After declaring that she was severing all ties with the company, Phillips “called and emailed me several times threatening me and I am scared of him.”

Phillips, who did not respond to email inquiries from Patch, commented in an NBC San Diego report—which broke the story Monday—and in postings on Yelp, the consumer review site.

“Our firm has had no complaints from Better Business Bureau or the California Bar Association in our 36-year history,” Phillips wrote in late January. “There is absolutely no merit whatsoever to the comments posted in this review.”

But 10News, the local ABC affiliate, reported Tuesday that the Better Business Bureau has received 22 complaints about Georggin Law in 2013 alone.

The San Diego-Imperial Better Business Bureau website says Georggin Law was contacted twice in May “with concerns regarding FTC-prohibited practices, unethical advertising and business practices as well as complaints related to not responding to consumer inquiries regarding case statuses.”

The company has failed to respond, the BBB said.

In August 2011, Georggin Law was the subject of a Patch column by La Mesa real estate agent Charlotte Reed, who suggested that credit-repair efforts are a waste of money.

“Instead of paying for a ‘service’ that is almost certain to fail, it is better to save the money and put it toward the next home purchase when the time is right,” Reed wrote.

Real estate broker Arbid, 36, says he has been in contact with about a dozen people who claim to have been victimized by Georggin Law.

“[Phillips] basically sends to the [small-claims] courtroom a lot of huff and puff and bluff,” Arbid told Patch. “They basically use tactics that a Superior Court will not even hear or engage.”

Arbid said Phillips has filed so many lawsuits that a representative of Chase Bank “actually told the judge … that her entire job” is fending off his “frivolous attacks.”

“He goes from courtroom to courtroom all over Southern California,” Arbid said in a phone interview.

Phillips, whose Georggin Law title is senior vice president, declined to go on camera but told NBC San Diego recently: “I just don’t have any information. I hope everyone gets a resolution.”

His website has been taken down—not long after he sold his 800 number to a Washington, DC, credit company, whose customer service said: “We’re in no way associated with that company.”

Arbid contends that the FTC has barred Eric Phillips from credit-repair activity, but Patch hasn’t confirmed such a ban with the federal agency.

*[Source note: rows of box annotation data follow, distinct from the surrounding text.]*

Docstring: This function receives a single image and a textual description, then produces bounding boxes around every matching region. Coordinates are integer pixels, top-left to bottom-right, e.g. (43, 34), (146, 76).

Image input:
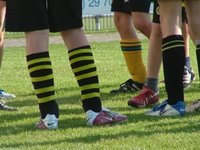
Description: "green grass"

(0, 40), (200, 150)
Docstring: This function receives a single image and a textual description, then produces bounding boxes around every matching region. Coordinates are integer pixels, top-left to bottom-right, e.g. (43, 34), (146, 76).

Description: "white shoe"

(186, 100), (200, 112)
(36, 114), (58, 130)
(0, 90), (16, 99)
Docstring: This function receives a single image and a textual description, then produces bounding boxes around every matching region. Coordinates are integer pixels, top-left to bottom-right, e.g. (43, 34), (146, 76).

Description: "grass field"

(0, 40), (200, 150)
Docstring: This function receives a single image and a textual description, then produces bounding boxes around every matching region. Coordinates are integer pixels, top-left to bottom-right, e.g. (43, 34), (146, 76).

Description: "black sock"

(162, 35), (185, 105)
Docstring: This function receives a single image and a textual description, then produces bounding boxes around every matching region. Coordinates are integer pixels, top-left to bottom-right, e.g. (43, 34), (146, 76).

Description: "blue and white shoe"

(145, 100), (185, 116)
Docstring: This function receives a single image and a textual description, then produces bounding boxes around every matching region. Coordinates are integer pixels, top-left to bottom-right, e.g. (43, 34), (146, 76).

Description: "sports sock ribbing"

(26, 52), (59, 119)
(162, 35), (185, 105)
(69, 45), (102, 112)
(120, 39), (146, 83)
(196, 44), (200, 76)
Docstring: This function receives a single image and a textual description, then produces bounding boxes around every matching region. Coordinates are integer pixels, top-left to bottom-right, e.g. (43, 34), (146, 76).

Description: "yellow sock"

(120, 39), (147, 83)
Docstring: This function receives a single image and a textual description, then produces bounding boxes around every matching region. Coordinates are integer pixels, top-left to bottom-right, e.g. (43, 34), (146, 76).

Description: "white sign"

(82, 0), (112, 15)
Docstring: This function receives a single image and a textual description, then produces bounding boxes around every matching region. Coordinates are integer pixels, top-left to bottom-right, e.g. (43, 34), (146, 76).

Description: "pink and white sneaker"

(86, 108), (127, 126)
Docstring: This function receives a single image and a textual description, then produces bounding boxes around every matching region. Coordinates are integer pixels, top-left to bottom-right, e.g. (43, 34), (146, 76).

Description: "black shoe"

(110, 79), (144, 93)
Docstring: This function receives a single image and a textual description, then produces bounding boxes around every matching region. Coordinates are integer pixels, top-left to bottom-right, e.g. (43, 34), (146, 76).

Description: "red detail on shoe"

(36, 119), (47, 129)
(128, 86), (159, 108)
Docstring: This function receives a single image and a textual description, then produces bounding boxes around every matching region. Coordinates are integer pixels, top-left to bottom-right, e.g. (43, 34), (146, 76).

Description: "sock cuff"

(68, 45), (91, 53)
(26, 51), (49, 61)
(120, 39), (141, 44)
(162, 35), (184, 44)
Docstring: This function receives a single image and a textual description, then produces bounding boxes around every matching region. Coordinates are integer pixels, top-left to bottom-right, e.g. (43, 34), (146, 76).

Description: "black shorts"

(6, 0), (83, 32)
(111, 0), (151, 13)
(153, 0), (188, 24)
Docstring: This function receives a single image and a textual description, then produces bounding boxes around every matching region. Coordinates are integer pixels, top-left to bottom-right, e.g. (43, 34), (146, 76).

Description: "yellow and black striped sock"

(162, 35), (185, 105)
(26, 52), (59, 118)
(69, 45), (102, 112)
(120, 39), (147, 83)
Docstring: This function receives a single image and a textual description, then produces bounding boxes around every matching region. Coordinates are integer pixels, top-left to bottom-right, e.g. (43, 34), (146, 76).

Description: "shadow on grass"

(1, 114), (200, 148)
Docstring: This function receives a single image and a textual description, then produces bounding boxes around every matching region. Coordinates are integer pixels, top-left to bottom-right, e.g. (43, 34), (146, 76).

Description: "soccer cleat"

(128, 86), (159, 108)
(86, 108), (127, 126)
(0, 90), (16, 99)
(110, 79), (144, 93)
(186, 99), (200, 112)
(102, 107), (128, 123)
(183, 66), (195, 89)
(145, 100), (185, 116)
(0, 102), (17, 111)
(36, 114), (58, 130)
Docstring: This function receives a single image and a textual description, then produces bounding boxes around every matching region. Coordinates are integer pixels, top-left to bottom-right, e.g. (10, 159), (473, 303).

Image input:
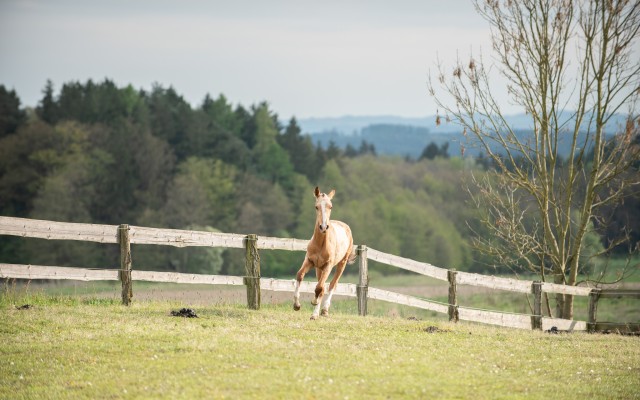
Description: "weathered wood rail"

(0, 216), (640, 332)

“He utilizes other people’s names to run Georggin Law,” Arbid said. Georggin is paid a $5,000 monthly fee, Arbid said he has heard.

“All [Phillips’] bank accounts are in his son’s name,” Arbid said of Joseph Phillips, about 20. “All these puppets in front of him take the brunt” of attacks, Arbid said, “while he cashes in money and scares people. … They’ve been left with nothing.”

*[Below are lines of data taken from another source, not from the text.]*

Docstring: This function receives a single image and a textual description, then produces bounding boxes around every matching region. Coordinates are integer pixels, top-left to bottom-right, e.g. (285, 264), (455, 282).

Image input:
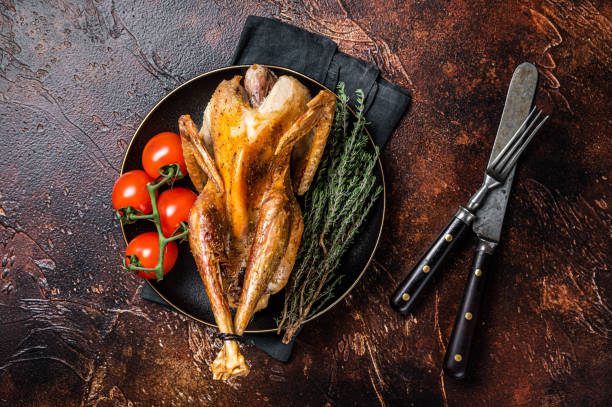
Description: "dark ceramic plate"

(121, 66), (385, 333)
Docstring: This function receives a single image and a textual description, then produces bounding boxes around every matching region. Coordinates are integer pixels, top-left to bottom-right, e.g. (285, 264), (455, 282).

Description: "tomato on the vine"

(125, 232), (178, 278)
(112, 170), (153, 214)
(142, 131), (187, 178)
(157, 187), (198, 237)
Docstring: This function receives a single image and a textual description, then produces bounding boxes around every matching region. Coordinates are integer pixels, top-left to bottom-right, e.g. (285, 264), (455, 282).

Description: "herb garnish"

(277, 82), (383, 343)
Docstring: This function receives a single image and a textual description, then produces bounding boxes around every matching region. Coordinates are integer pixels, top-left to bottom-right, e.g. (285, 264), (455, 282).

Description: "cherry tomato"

(157, 187), (198, 237)
(142, 131), (187, 178)
(113, 170), (153, 214)
(125, 232), (178, 278)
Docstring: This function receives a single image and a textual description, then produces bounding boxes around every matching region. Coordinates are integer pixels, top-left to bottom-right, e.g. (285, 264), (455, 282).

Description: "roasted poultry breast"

(179, 65), (336, 380)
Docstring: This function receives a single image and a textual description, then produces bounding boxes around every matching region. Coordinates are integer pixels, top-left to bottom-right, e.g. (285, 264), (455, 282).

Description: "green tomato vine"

(115, 164), (189, 281)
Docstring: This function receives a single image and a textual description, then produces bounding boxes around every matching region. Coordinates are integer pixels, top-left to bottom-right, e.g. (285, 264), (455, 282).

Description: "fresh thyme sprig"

(277, 82), (382, 343)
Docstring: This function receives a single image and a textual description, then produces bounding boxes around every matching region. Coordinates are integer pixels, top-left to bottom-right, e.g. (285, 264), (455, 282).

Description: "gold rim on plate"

(120, 65), (387, 333)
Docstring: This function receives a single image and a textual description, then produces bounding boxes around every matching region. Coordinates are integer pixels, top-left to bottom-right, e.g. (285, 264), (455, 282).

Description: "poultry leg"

(179, 115), (249, 380)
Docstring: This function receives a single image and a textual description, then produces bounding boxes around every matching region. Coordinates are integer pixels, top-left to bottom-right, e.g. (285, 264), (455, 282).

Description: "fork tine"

(494, 110), (542, 173)
(489, 107), (537, 169)
(501, 116), (550, 179)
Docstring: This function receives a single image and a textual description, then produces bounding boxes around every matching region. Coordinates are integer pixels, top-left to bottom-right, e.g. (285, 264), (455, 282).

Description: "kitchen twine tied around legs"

(217, 332), (245, 342)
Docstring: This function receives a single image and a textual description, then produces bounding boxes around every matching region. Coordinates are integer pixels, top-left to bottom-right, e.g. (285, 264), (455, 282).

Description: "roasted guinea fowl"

(179, 65), (336, 380)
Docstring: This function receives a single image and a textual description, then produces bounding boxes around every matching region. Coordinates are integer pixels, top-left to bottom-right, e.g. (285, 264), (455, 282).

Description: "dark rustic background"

(0, 0), (612, 407)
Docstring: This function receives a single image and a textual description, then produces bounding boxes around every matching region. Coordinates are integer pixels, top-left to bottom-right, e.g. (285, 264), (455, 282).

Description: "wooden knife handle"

(443, 240), (497, 379)
(391, 207), (474, 312)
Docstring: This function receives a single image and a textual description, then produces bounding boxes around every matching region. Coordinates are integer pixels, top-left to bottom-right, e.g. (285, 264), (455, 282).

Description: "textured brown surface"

(0, 0), (612, 406)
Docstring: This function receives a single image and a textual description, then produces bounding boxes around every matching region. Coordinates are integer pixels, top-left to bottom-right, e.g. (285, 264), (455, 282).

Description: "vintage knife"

(444, 63), (538, 379)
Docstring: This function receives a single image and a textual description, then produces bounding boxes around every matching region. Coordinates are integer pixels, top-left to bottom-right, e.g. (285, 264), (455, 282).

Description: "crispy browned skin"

(179, 66), (335, 379)
(179, 115), (249, 380)
(234, 92), (335, 335)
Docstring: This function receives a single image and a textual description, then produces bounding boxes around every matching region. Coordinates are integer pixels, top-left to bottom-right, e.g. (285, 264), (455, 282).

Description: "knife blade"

(390, 64), (537, 312)
(443, 63), (538, 379)
(472, 62), (538, 243)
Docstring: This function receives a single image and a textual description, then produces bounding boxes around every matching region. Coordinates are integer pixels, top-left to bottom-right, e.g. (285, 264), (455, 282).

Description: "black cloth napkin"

(140, 16), (410, 362)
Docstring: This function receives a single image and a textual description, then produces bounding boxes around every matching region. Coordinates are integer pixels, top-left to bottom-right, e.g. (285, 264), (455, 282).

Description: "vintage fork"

(391, 108), (549, 312)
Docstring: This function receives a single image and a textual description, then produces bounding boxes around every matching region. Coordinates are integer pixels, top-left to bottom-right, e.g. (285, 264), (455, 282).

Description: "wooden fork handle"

(391, 207), (474, 312)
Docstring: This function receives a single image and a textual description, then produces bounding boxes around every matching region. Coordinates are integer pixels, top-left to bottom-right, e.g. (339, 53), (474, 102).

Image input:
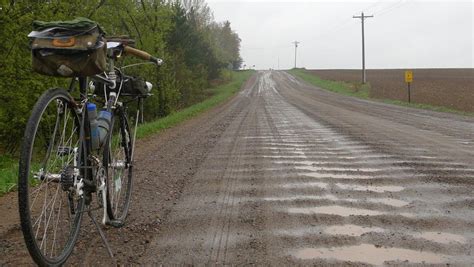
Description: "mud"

(0, 71), (474, 266)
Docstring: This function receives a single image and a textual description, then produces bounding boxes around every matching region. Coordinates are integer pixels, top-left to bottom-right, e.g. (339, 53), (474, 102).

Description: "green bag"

(28, 18), (107, 77)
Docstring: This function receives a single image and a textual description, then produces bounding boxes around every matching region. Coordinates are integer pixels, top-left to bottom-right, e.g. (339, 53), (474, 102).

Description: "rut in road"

(142, 72), (474, 265)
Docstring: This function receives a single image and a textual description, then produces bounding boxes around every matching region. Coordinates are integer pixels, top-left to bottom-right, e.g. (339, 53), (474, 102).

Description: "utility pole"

(292, 41), (300, 69)
(352, 12), (374, 83)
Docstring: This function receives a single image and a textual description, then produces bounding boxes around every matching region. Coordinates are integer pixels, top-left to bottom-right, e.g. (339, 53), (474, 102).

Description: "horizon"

(208, 0), (474, 69)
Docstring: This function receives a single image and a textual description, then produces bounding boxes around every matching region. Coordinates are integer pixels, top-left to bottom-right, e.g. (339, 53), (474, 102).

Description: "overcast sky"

(207, 0), (474, 69)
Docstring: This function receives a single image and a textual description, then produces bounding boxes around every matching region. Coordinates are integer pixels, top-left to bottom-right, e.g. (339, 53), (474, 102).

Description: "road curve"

(0, 71), (474, 266)
(140, 71), (474, 265)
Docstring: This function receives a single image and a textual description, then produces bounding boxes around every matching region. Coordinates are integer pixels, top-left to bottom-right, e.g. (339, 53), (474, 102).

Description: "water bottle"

(87, 103), (99, 149)
(97, 110), (112, 148)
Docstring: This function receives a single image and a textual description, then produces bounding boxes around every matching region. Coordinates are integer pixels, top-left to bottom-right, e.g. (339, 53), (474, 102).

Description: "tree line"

(0, 0), (242, 153)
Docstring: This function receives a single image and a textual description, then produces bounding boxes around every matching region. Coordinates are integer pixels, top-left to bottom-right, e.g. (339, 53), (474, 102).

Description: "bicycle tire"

(18, 89), (86, 266)
(104, 107), (133, 223)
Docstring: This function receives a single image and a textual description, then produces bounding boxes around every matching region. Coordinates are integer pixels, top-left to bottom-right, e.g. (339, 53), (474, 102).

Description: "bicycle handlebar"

(123, 45), (163, 66)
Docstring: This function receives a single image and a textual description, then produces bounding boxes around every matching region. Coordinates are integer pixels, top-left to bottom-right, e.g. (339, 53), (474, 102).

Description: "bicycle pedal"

(106, 220), (125, 228)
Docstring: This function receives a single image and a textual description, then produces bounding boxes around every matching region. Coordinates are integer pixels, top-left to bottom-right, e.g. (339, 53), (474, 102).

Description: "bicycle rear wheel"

(104, 107), (133, 226)
(18, 89), (85, 266)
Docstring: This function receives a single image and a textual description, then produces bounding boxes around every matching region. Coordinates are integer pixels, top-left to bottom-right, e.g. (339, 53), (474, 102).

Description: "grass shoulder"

(288, 69), (474, 116)
(137, 70), (254, 139)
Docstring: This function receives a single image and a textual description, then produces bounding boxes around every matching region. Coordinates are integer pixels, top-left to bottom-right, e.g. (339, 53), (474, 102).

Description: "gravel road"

(0, 71), (474, 266)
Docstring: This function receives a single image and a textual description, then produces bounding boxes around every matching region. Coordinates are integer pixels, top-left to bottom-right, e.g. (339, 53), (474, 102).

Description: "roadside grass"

(137, 71), (254, 139)
(0, 71), (254, 196)
(288, 69), (474, 116)
(0, 155), (18, 196)
(288, 69), (370, 99)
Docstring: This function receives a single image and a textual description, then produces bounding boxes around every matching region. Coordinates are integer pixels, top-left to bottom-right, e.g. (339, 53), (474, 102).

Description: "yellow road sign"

(405, 70), (413, 83)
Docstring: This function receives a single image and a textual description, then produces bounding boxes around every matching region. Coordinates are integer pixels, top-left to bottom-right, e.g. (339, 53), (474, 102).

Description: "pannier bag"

(94, 76), (151, 97)
(28, 18), (107, 77)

Arbid said he filed a complaint with the State Bar of California against Georggin but didn’t trigger an investigation because he was told he was the only one making such a complaint—a contention he rejects.

The Olympian says she lived in her 3-bedroom, 2½-bath home between 2005 and 2011 or 2012 before her mortgage company, Countrywide, foreclosed.

She said she heard about Georggin Law from a female friend, whose land went into foreclosure and also sought a credit repair service.

“I just went with her” to Georggin Law, said the athlete, who never met Phillips. “I just wanted to clean up my credit to buy another house.”

And the landlord’s suit against Phillips for unpaid rent?

Filed April 30 in Vista Superior Court,  the complaint by T&G Insurance Services of San Marcos calls for $37,491 in damages (plus attorneys fees). 

Georggin Law owed that amount in July 2012 on its offices at 560 Carlsbad Village Dr., suite 204. Later, the firm operated out of an office at 2103 S. El Camino Real in Oceanside, where different accounts said the office closed in May or June.

The breach-of-contract case is pending before Judge Robert Dahlquist.

For her part, former Georggin Law employee Stemmons said: “I don't think I’ll ever get over it or the guilt I feel for being so stupid and just believing him and promoting it!  I’m horrified and humiliated and sad.”

Said Arbid via email: “It’s bad enough that families have lost their homes. Scam artists that prey on these victims takes this terrible situation and makes it disgustingly worse.”